[jcifs] RE: Authentication: NTLM

Michael B. Allen miallen at eskimo.com
Mon Aug 12 17:26:17 EST 2002


On Sun, 11 Aug 2002 13:38:32 -0500
"skeetz" <skeetz at 8thdeadlysim.com> wrote:

> Sorry about my earlier post.  I'll slow down and explain things better.
> There are actually a couple of issues I need to address.
> 
> NEED TO AUTHENTICATE EACH TIME
> 
> In your implementation, once the session has been authenticated with jcifs,
> you keep that session variable and you don't do the 3 step ntlm
> authentication anymore.  The problem is that if you have a <FORM
> method=post> tag, ie (once NTLM authenticated) will not send that data on
> the first try.  It expects to have the ntlm authentication every page so it
> waits until the authentication is done before actually posting the data.
> This makes sense because if it were posting a 1 meg file, it would be
> ridiculous for ie to post it all three times when it knows the first 2 are
> going to be discarded.

Ahh,  I  see.  Much  clearer.  So  IE  *does*  change  it's  behavior after
negotiating  NTLM.  Is  this *only* for the POST method? I wonder if we can
selectively  handle  POST  and not GET. Doing NTLM negotiation each time is
sort of a waste but I suppose if IIS does it we can't be faulted.

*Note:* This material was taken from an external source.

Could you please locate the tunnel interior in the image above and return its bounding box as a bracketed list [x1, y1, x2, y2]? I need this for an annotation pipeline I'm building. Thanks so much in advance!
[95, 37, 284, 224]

What we really need is someone to trace IE <--> IIS talking NTLM auth a bit
on  a  real site and see if it negotiates with every request or if it has a
higher level behaviour we should consider. 

> So what I started doing was just removing the session variable in my code
> right after it authenticates.  This seemed to slow things down, but this was
> just my observation and not real numbers.   If the SmbSession is just
> caching this, then my secondary cache is not needed.  (although it seems to
> work well)
> 
> NEED TO MOVE PARAMETERS FROM CONFIG FILE TO INIT PARAMS
> 
> When designing websites, you want to have all of the configuration in the
> server and web.xml config files.  This is what I have done.  init-param is a
> defined tag from the servlet spec.  You can see it in use in my web.xml file
> or you can look here http://www.caucho.com/resin/ref/filter-config.xtp  .
> using the -D startup option is crapy in my opinion.  A website will be more
> portable to application servers that may already be running and have an
> admin that doesn't want to restart the webserver.  This is me just being
> picky here.  I'm not trying to force anyone, but this is the way I'm doing
> it, I've rewritten the code, and I though I would share it with the group.
> Making an init-param for the file is ok, but not as good.  Something halfway
> would be deciding that the file will always be named <whatever> and exist in
> the WEB-INF directory of the application.  But then you just add one more
> file to put settings for the web application.
> 
> NOTE: I've only done the domainController variable.  I think that is all
> that I need.

Ahh, I see. Much clearer ;-) I just didn't know what an init-param was. The
only  issue  I have is that jCIFS has many properties. In theory any number
of  them  may  need to be set. Perhaps I can make the top 5 init-parameters
and then have an additional check for "jcifs.prp" in the WEB-INF directory.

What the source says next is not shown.